1. Change the password of the system administrator account. The password length is not less than 8 digits and the uppercase letters are lowercase. Alphanumeric special character combination;

2, change the remote login port and enable the firewall to limit the IP that is allowed to log in. The firewall configuration only opens a specific service port and does not need to be open to all users, such as FTP and database. Perform source IP access control;

3. Check if the unauthorized port is open: Ø windows enter nestat/ano on the CMD command line to check the port; if there is an open port, delete the corresponding path according to the PID check process.

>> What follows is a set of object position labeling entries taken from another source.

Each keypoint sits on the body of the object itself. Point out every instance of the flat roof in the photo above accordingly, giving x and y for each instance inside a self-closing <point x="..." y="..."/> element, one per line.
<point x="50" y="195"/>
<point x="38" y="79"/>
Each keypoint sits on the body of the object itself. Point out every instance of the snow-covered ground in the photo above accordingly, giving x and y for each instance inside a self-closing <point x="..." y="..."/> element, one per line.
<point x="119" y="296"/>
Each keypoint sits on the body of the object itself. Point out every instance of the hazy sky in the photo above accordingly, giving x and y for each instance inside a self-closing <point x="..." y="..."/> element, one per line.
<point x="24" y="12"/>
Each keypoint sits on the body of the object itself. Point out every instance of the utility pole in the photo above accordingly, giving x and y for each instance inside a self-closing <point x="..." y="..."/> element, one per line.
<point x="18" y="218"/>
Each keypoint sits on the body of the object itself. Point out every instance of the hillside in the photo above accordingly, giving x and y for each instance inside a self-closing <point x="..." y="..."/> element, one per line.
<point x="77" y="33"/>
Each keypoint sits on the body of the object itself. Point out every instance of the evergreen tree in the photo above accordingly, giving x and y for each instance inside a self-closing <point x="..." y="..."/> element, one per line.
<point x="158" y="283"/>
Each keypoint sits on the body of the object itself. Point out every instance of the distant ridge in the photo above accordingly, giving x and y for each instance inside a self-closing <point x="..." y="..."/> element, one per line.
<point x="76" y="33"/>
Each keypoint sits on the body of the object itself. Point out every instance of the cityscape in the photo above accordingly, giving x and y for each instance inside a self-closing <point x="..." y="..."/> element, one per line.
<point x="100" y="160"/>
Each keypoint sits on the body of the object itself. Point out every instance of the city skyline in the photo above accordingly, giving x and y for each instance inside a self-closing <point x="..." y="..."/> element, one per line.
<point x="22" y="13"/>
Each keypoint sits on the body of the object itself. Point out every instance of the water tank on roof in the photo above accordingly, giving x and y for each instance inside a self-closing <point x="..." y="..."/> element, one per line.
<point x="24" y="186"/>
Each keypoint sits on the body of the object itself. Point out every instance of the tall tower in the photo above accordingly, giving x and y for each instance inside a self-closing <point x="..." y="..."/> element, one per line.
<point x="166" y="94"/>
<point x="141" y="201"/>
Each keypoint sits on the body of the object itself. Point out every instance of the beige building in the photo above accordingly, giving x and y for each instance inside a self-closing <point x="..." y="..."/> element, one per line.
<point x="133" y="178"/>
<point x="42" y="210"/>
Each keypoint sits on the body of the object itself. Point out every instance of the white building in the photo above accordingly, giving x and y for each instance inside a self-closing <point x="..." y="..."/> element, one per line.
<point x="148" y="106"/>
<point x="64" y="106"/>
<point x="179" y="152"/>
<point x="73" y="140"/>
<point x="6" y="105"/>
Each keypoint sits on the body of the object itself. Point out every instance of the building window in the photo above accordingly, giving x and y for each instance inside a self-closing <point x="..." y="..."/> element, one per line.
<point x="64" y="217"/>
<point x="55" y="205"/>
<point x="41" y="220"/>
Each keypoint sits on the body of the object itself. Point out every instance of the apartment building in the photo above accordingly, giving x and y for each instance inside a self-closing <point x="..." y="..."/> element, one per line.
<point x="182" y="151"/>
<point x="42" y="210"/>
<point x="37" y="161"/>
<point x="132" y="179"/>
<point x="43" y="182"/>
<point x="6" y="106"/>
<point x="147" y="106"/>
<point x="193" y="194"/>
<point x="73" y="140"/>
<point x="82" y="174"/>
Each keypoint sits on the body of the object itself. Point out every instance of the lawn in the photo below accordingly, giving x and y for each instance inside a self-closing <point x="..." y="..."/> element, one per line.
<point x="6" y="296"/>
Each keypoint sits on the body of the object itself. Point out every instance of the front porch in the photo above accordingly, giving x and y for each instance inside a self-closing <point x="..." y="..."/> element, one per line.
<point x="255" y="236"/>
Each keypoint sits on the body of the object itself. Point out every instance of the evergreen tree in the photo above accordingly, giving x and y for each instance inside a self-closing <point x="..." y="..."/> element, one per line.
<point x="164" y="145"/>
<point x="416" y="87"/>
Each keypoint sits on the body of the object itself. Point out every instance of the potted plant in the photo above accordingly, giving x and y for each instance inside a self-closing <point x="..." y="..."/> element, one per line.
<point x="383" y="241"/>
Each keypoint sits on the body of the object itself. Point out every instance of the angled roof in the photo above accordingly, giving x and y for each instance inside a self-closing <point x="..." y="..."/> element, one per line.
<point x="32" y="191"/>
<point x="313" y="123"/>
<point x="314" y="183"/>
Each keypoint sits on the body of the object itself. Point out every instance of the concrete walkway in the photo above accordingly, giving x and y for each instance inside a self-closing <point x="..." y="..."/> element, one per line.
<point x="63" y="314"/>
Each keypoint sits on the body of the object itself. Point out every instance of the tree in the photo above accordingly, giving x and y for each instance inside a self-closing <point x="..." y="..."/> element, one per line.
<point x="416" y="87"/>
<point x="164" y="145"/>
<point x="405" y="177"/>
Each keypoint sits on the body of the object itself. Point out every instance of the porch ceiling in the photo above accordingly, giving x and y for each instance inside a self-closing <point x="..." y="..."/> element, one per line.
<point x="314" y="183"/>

File (according to PID check process steps: Start-->Run--> Enter“msinfo32” Software Environment--> Running Tasks) Ø linux Enter the command netstat –anpView

4, delete the unknown account in the system, windows system also needs to check whether the SAM key in the registry has a hidden account;

5, if there is a WEB service, limit the web operation The account has access to the file system and only the read-only permission is open.

Second, the late defense

1, windows check login event audit policy has been turned on, you can view the login log in the windows log after opening (open steps: start -> run -->Enter“gpedit.msc”-->windows settings-->local policy-->audit strategy); 2, windows system should update system patch in time;

3, limit The access rights of the WEB Server running account to the file system are generally only open read-only permissions;

4. Access rights such as database and FTP services can be restricted by the firewall.